Help Center>MapReduce Service>Getting Started>Getting Started with Hadoop

Getting Started with Hadoop

MapReduce Service (MRS) provides enterprise-level big data clusters on the cloud. Tenants can fully control clusters and easily run big data components such as Hadoop, Spark, HBase, Kafka, and Storm.

This document describes how to use Hadoop to submit a wordcount job in normal and security clusters from scratch. A wordcount job is the most classic Hadoop job that counts words in massive amounts of text.

This section contains the following parts.

  1. Step 1: Buy a Cluster
  2. Step 2: Prepare the Hadoop Sample Program and Data Files
  3. Step 3: Upload Data to OBS
  4. Step 4: Submit a Job on the GUI
  5. Step 5: Submit a Job Through a Node at the Cluster Background
  6. Step 6: View the Job Execution Results

Step 1: Buy a Cluster

  1. Log in to the HUAWEI CLOUD management console.
  2. Choose EI Enterprise Intelligence > MapReduce Service. The MRS management console is displayed.

    Figure 1 Choose MapReduce Service

  3. Click Buy Cluster. The Buy Cluster page is displayed.

    Figure 2 Buy Cluster

  4. Click the Custom Config tab on the cluster purchase page.

    Figure 3 Custom Config

  5. In Region, select a desired region.
  6. In Cluster Name, enter mrs_demo or specify a name according to naming rules.
  7. In Cluster Version, select MRS 2.1.0.

    Figure 4 Configure Software-01

  8. In Cluster Type, select Analysis cluster.
  9. Select all components of an analysis cluster. Use the default values for other parameters.

    Figure 5 Configure Software-02

  10. Disable Kerberos Authentication.
  11. In Username, use the default value admin.
  12. In Password, enter the password of the MRS Manager administrator.

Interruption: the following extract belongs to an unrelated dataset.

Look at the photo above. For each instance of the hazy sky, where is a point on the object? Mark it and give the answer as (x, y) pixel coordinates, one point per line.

    Figure 6 Configure Software-03

  13. Click Next.
  14. In Billing Mode, select Pay-per-use.
  15. In AZ, select AZ2.
  16. Use the default values for VPC and Subnet, or click View VPC to create a VPC.
  17. In Security Group, use the default value Auto create.
  18. In EIP, use the default value Bind later.
  19. In Enterprise Project, select default.

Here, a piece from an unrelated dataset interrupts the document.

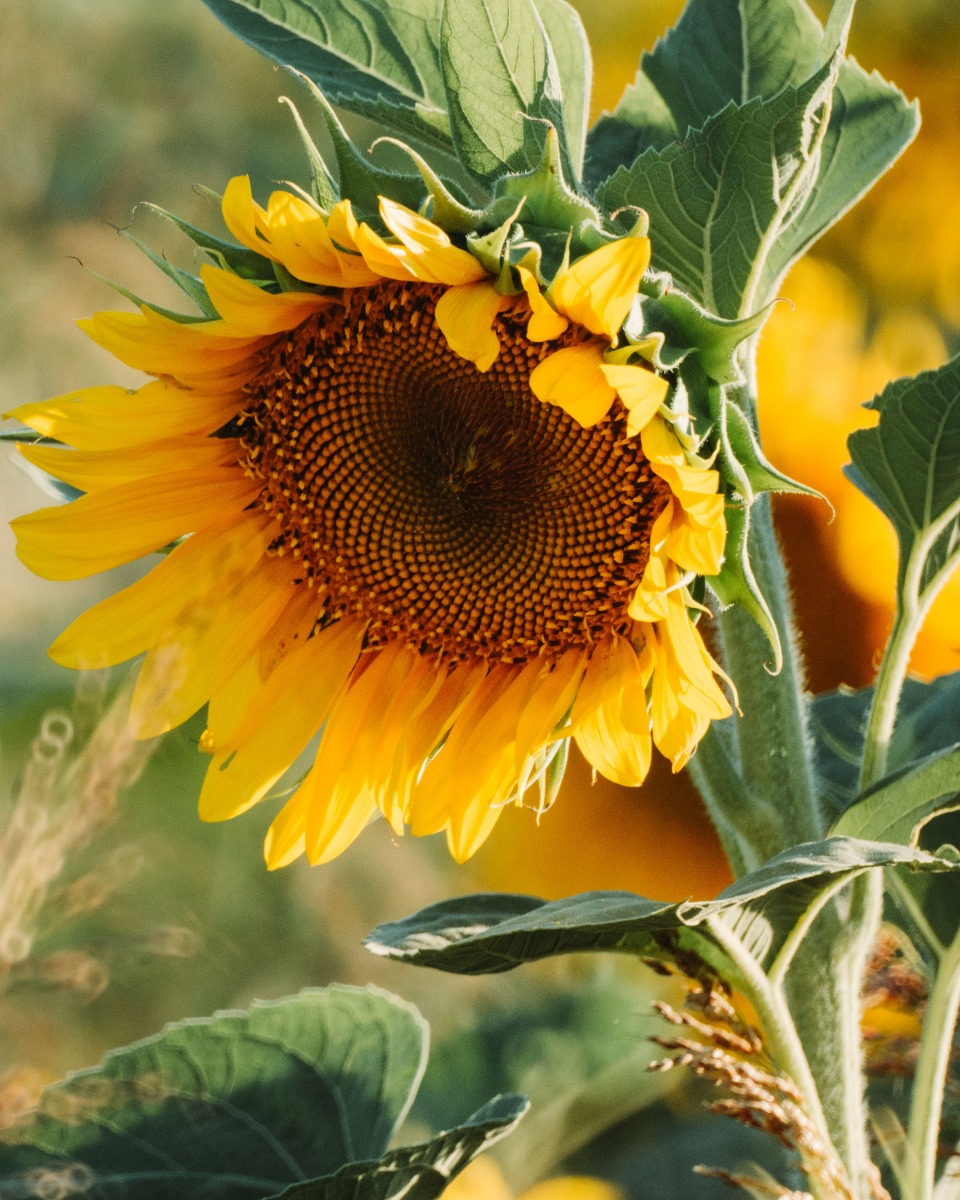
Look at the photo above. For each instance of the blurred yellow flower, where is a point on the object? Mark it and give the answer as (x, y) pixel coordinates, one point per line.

    Figure 7 Configure Hardware-01

  20. In CPU Architecture, use the default value.
  21. Enable Cluster HA.
  22. In Cluster Node, use the default values of instance specifications for Master and Core nodes. Use the default values for the instance count as well as data disk type and size. Do not add Task nodes.
  23. In Login Mode, select Password. Enter the password of user root and confirm the password.

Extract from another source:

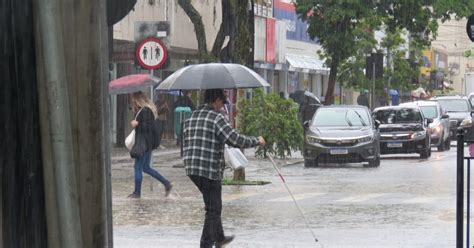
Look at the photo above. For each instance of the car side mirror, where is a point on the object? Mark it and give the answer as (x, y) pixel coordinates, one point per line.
(306, 124)
(377, 123)
(428, 121)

    Figure 8 Configure Hardware-02

  24. Click Next.
  25. Use the default settings for parameters on the Set Advanced Options page.

    Figure 9 Set Advanced Options

  26. Click Buy Now. The page is displayed showing that the task has been submitted.
  27. Click Back to Cluster List. You can view the status of the cluster on the Active Clusters page.

    It takes some time to create a cluster. The initial status of the cluster is Starting. After the cluster has been created successfully, the cluster status becomes Running.

Step 2: Prepare the Hadoop Sample Program and Data Files

  1. Prepare the wordcount program.

    Download the Hadoop sample program (including wordcount).

    For example, select hadoop-3.1.3.tar.gz, decompress it, and obtain the Hadoop sample program hadoop-mapreduce-examples-3.1.3.jar in the hadoop-3.1.3\share\hadoop\mapreduce directory.

    Figure 10 Sample Program

  2. Prepare data files.

    There is no format requirement for data files. Prepare two .txt files.In this example, files wordcount1.txt and wordcount2.txt are used.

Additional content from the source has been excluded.